The Suomi NPP space segment is comprised of six elements. The spacecraft, the five instrument/sensor payloads, and the associated ground support equipment and simulators.
The spacecraft is a member of the Ball Configurable Platform (BCP) family of spacecraft designed for cost-effective, remote sensing applications. Its proven design accommodates a wide range of payloads, including optical applications with sub-meter resolutions and synthetic aperture radar. The NPP spacecraft bus is the eighth of 11 spacecraft built by Ball Aerospace on the same BCP 2000 core architecture. In all, this architecture has more than 50 years of successful on-orbit operations. The BCP 2000 was designed to accommodate a wide variety of Earth-observing payloads that require precision pointing control, flexible high-data throughput and downlinks, and controlled re-entry. The NPP spacecraft incorporates both MIL-STD-1553 and IEEE 1394 (FireWire) data networks to support the payload suite. The spacecraft has a 7-year design life, with a five-year 5-year mission life.

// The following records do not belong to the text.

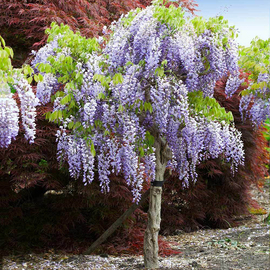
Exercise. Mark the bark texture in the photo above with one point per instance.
(152, 230)
(163, 154)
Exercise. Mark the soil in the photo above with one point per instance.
(243, 247)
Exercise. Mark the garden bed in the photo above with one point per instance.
(243, 247)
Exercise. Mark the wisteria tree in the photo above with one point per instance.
(138, 101)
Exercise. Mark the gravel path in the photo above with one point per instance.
(245, 247)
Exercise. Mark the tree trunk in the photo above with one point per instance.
(163, 154)
(152, 230)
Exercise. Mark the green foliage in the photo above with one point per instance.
(8, 73)
(209, 107)
(255, 60)
(172, 16)
(66, 67)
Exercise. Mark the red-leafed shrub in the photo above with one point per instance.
(23, 23)
(218, 196)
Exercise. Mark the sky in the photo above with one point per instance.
(250, 17)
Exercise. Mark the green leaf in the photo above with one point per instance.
(117, 78)
(93, 151)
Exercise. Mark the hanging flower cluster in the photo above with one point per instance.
(9, 117)
(118, 101)
(255, 102)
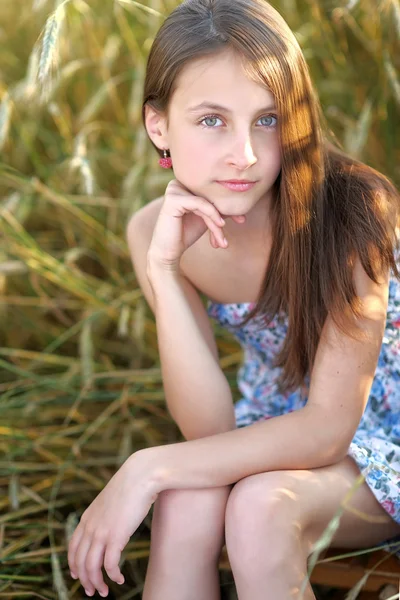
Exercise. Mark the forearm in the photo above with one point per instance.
(197, 392)
(292, 441)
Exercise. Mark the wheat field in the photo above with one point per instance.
(80, 379)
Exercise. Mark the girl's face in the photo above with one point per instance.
(236, 139)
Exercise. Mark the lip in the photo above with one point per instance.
(237, 181)
(238, 185)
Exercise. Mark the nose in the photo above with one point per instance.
(242, 155)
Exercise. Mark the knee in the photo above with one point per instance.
(262, 506)
(191, 514)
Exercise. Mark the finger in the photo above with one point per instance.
(80, 561)
(212, 240)
(111, 562)
(72, 547)
(194, 204)
(215, 229)
(94, 561)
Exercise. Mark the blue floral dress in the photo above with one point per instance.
(376, 443)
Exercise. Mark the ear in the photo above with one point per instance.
(156, 126)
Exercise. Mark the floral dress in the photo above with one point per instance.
(376, 444)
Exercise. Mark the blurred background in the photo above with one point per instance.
(80, 382)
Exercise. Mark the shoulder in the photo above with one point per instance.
(145, 217)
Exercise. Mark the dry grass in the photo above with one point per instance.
(80, 379)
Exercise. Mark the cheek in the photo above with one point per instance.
(188, 154)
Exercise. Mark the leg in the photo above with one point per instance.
(187, 536)
(273, 520)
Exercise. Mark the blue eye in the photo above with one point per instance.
(210, 118)
(269, 117)
(214, 118)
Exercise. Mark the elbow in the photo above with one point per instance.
(195, 428)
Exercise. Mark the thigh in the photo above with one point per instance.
(364, 522)
(307, 500)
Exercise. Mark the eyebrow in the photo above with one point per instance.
(220, 108)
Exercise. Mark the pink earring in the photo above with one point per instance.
(166, 162)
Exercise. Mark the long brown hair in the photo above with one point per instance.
(327, 208)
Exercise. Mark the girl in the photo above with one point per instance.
(299, 261)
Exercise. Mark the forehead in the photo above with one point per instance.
(221, 79)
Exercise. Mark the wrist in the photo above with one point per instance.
(146, 465)
(158, 265)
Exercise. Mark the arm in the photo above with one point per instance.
(312, 437)
(197, 392)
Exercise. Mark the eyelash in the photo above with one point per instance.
(217, 117)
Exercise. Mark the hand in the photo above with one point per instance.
(182, 220)
(108, 523)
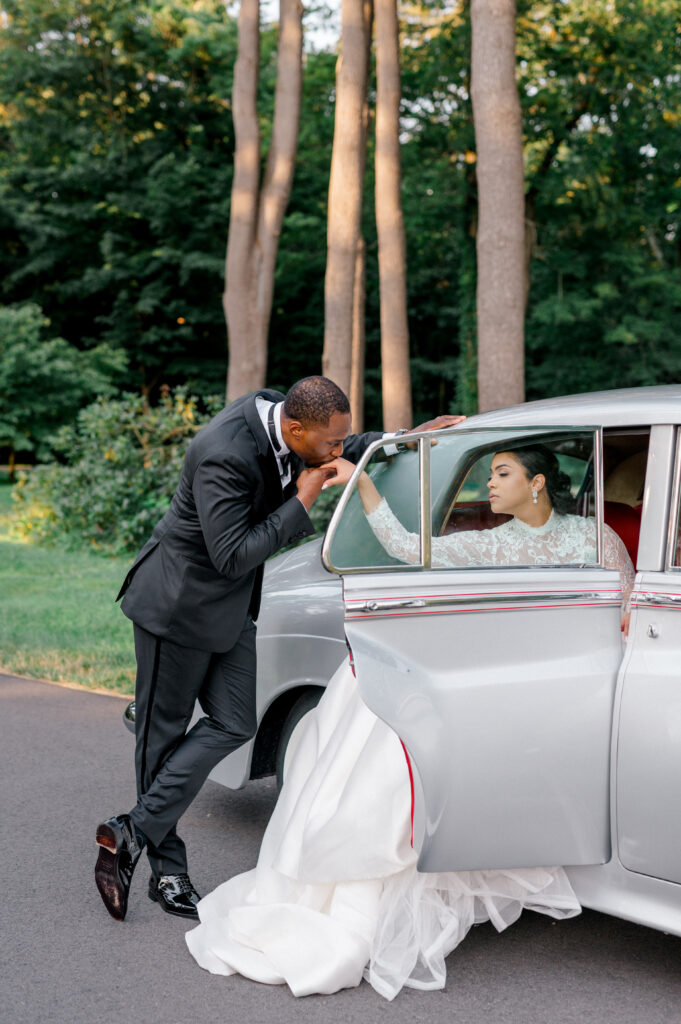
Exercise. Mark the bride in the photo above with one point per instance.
(336, 895)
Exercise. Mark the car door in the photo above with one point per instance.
(499, 679)
(648, 747)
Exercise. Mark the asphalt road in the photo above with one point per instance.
(68, 763)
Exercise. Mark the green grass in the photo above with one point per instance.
(57, 615)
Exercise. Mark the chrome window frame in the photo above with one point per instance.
(674, 525)
(424, 439)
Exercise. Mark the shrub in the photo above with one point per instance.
(114, 473)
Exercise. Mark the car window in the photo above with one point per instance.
(397, 478)
(450, 474)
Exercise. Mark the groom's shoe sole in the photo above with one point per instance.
(178, 904)
(116, 863)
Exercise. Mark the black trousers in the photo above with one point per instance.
(171, 764)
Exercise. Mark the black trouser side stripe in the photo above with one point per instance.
(150, 707)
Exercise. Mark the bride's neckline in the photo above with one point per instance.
(544, 528)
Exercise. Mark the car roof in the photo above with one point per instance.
(628, 407)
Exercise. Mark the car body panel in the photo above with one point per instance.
(300, 641)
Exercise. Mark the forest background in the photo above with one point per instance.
(117, 154)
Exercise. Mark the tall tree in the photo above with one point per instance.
(345, 193)
(390, 224)
(257, 212)
(501, 227)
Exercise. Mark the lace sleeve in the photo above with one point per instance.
(467, 548)
(616, 557)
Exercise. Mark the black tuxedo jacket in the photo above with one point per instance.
(200, 573)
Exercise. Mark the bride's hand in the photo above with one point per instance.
(343, 470)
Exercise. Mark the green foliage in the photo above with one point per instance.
(44, 380)
(121, 464)
(116, 166)
(116, 154)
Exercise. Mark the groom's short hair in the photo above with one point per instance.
(313, 400)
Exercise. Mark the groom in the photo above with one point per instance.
(249, 480)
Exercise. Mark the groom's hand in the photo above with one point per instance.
(437, 424)
(310, 482)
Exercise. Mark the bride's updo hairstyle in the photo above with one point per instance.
(540, 459)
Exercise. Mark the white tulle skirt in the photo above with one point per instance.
(336, 895)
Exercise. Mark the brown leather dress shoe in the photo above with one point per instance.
(175, 894)
(119, 852)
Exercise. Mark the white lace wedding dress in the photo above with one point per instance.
(336, 895)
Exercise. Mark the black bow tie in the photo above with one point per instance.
(284, 458)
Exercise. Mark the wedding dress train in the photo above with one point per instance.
(336, 895)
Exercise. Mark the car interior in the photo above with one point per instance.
(625, 460)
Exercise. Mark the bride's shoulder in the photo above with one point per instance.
(585, 524)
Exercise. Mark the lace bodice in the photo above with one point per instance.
(566, 539)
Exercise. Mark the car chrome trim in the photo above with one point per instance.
(426, 515)
(656, 598)
(598, 492)
(516, 599)
(673, 525)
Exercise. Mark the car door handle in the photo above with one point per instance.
(660, 600)
(390, 605)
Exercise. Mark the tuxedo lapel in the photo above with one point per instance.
(266, 458)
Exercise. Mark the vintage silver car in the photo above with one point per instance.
(536, 732)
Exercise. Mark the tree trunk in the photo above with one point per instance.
(356, 394)
(390, 224)
(501, 228)
(256, 216)
(345, 192)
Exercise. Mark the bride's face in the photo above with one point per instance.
(510, 489)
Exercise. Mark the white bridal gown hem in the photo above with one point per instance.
(336, 895)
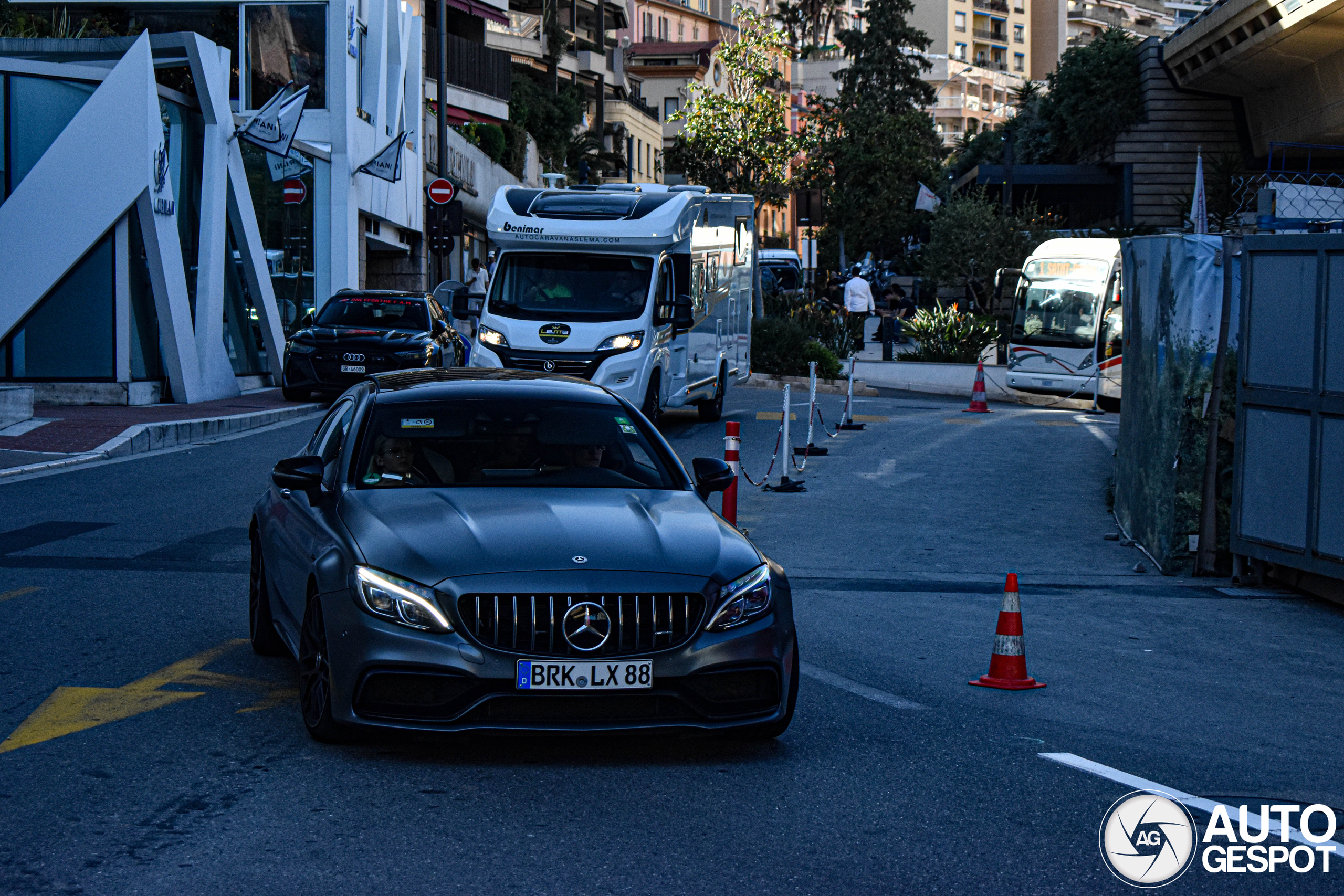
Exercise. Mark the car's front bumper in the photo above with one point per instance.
(464, 684)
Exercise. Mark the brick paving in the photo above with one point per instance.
(85, 428)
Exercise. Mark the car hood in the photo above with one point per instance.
(362, 339)
(430, 535)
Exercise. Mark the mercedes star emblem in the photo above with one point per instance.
(586, 626)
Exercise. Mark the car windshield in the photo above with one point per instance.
(374, 312)
(510, 442)
(1057, 303)
(570, 285)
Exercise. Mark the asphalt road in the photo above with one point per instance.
(150, 751)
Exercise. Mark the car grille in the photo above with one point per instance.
(531, 623)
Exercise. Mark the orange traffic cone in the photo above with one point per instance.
(1009, 662)
(978, 393)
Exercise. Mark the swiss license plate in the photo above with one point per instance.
(596, 675)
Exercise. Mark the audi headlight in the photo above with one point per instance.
(623, 343)
(742, 599)
(401, 601)
(491, 338)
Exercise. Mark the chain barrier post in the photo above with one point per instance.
(731, 448)
(847, 422)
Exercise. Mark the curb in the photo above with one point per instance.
(154, 437)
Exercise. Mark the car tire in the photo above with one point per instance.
(261, 625)
(713, 410)
(315, 679)
(772, 730)
(651, 409)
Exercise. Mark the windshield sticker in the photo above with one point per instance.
(554, 333)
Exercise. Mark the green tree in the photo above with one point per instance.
(738, 141)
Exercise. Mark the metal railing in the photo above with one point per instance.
(472, 66)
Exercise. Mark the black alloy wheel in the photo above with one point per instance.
(315, 678)
(651, 409)
(772, 730)
(713, 410)
(261, 625)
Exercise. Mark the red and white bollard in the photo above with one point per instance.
(731, 445)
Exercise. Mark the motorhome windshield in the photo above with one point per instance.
(1057, 303)
(570, 285)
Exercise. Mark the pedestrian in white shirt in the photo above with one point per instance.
(479, 281)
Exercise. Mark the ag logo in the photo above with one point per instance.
(1147, 839)
(554, 333)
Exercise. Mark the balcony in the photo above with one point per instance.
(472, 66)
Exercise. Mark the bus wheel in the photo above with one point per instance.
(651, 400)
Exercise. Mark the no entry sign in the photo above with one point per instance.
(295, 193)
(441, 191)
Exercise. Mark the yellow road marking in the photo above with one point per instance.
(70, 710)
(18, 593)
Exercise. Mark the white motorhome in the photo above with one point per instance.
(1066, 288)
(643, 289)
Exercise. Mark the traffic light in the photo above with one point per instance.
(437, 229)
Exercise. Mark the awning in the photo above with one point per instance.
(480, 10)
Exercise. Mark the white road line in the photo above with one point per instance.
(1190, 800)
(1105, 437)
(855, 688)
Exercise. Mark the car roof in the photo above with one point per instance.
(428, 385)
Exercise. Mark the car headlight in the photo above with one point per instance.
(413, 356)
(742, 599)
(491, 338)
(623, 343)
(401, 601)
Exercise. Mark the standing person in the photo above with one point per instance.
(858, 300)
(479, 280)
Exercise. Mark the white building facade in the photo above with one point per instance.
(147, 254)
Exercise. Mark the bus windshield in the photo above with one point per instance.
(1057, 303)
(570, 285)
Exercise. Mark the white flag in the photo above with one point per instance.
(927, 201)
(1199, 207)
(387, 163)
(275, 125)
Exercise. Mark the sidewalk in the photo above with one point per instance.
(61, 434)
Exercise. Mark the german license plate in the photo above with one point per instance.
(625, 675)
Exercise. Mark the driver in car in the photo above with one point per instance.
(393, 462)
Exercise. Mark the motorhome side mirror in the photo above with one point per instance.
(300, 473)
(461, 305)
(711, 475)
(683, 316)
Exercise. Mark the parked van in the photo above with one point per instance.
(642, 288)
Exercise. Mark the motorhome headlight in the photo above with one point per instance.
(492, 338)
(623, 343)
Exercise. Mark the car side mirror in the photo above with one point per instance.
(301, 473)
(461, 308)
(711, 475)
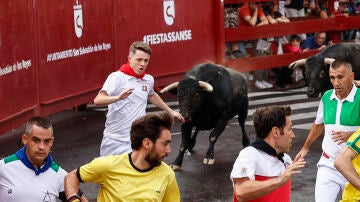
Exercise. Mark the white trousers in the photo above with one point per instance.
(329, 183)
(110, 146)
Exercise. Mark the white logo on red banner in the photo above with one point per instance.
(169, 11)
(78, 20)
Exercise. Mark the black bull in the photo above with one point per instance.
(317, 71)
(209, 96)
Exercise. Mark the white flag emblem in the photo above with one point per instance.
(78, 20)
(169, 12)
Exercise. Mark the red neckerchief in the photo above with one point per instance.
(126, 69)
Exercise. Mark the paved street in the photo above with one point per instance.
(78, 135)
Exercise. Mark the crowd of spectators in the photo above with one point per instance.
(281, 11)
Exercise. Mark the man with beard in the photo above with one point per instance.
(126, 92)
(338, 117)
(136, 176)
(263, 170)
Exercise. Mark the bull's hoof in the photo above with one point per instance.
(209, 161)
(175, 167)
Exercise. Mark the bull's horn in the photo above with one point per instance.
(169, 87)
(206, 86)
(357, 83)
(297, 63)
(328, 61)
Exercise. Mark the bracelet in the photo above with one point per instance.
(74, 198)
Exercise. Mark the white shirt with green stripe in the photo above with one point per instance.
(338, 115)
(20, 183)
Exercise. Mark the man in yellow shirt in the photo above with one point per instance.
(137, 176)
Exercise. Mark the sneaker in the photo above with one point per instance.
(259, 85)
(266, 84)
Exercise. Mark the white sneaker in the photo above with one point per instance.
(259, 85)
(266, 84)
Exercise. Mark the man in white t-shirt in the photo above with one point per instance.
(337, 118)
(31, 174)
(263, 170)
(126, 93)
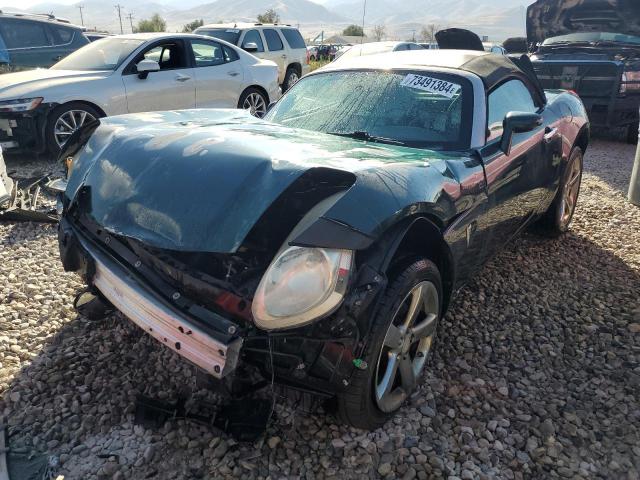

Ball Aerospace designed and built the spacecraft bus, under contract to Goddard Space Flight Center, and was responsible for integrating the instruments and for performing satellite-level testing and launch support.
The five instruments manifested for flight on the Suomi NPP spacecraft trace their heritage to instruments on NASA's Terra, Aqua and Aura missions, on NOAA's Polar Operational Environmental Satellite (POES) spacecraft, and on DOD's Defense Meteorological Satellite Program (DMSP).
The spacecraft directly transmits stored mission sensor data to a receiving station in Svalbard, Norway, and will also provide continuous direct broadcast of real-time sensor data. The mission data will be routed on communications networks from Svalbard to the continental United States.